Since the birth of the internet, the cell phone, and the computer, we’ve seen new elements of language emerge, including GIFs, emojis, online video, voice commands, haptic responses, chatbots and dozens of other forms of communication.
SOFTWARE IS EATING OUR WORDS:
By 2022 there will be more than 6 billion digitally connected citizens, 10 billion connected devices, millions of autonomous chatbots, trillions of sensors and networks so fast that communication will happen faster than humans can process a single thought.
Communication is defined as the imparting or exchanging of information or news and language is a system of communication and so whether we are communicating verbally in writing or using photos and videos, in the future our words will be mediated and modified by technology.
And so as software advances and as the proliferation of technology impacts more people on the planet we believe one of the most important questions to ask is what will this mean for the future of language and human communication?
5 EMERGING TRENDS:
To understand this at a more macro level, here are five social media trends that help us understand the importance of this question:
- Video viewership is exploding, with Snapchat, Instagram and Facebook Live leading the way. Video formats are also changing and so as a medium expect some huge shifts in form and function.
- Messaging is dominated by Facebook and WeChat, it’s growing rapidly, and evolving from simple text communication to become our new home screen with options for vivid self-expression and commerce.

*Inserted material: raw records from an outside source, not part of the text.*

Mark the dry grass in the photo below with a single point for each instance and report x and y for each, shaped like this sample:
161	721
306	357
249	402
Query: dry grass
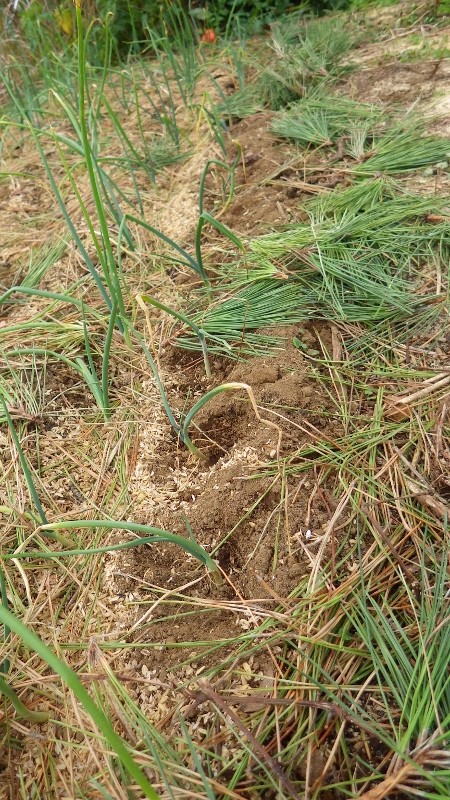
318	668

- Rise of voice interfaces because they’re fast, easy, personalized, hands-free, and cheap, with Google on Android now seeing 20% of searches from voice, and Amazon Echo sales growing as iPhone sales slow
- Rise of machine assisted communications, including Facebook’s Messenger app and new API for developers. Includes chat based commerce, customer support and mobile payments. In 2017 we might see the first friend-bots where people become attached the bots they interact with each day.
- New layers of immersion and new fields of reality never experienced before via AR and VR, which impacts how we communicate, how we play games, watch films and interact with doctors, teachers and how we travel the world.
NEW ELEMENTS OF LANGUAGE:
With each of these advances we’re seeing “new elements of language” emerge:
- GIFs
- emojis
- online video
- voice commands
- geo filters
- haptic responses
- chatbots
These elements are helping us express and communicate in ways we’ve never been able to before. Today we can react to something on Facebook with an emoji, interact with chatbots as if we were having a conversation with a customer service agent. We can delegate the arduous back and forth of setting up a meeting via email to a human-assisted a.i and we can order an Uber or change a song on Spotify by giving verbal commands to a box in our living room.
As elements of language evolve and morph into something new, we inevitably become more reliant on the technology that enables them. It is this reliance which will have the greatest impact on how we function as humans day-to-day, which, in the context of what this means for business, raises an important question: will businesses and organizations connect with customers and community members more effectively if humans were taken out of the equation?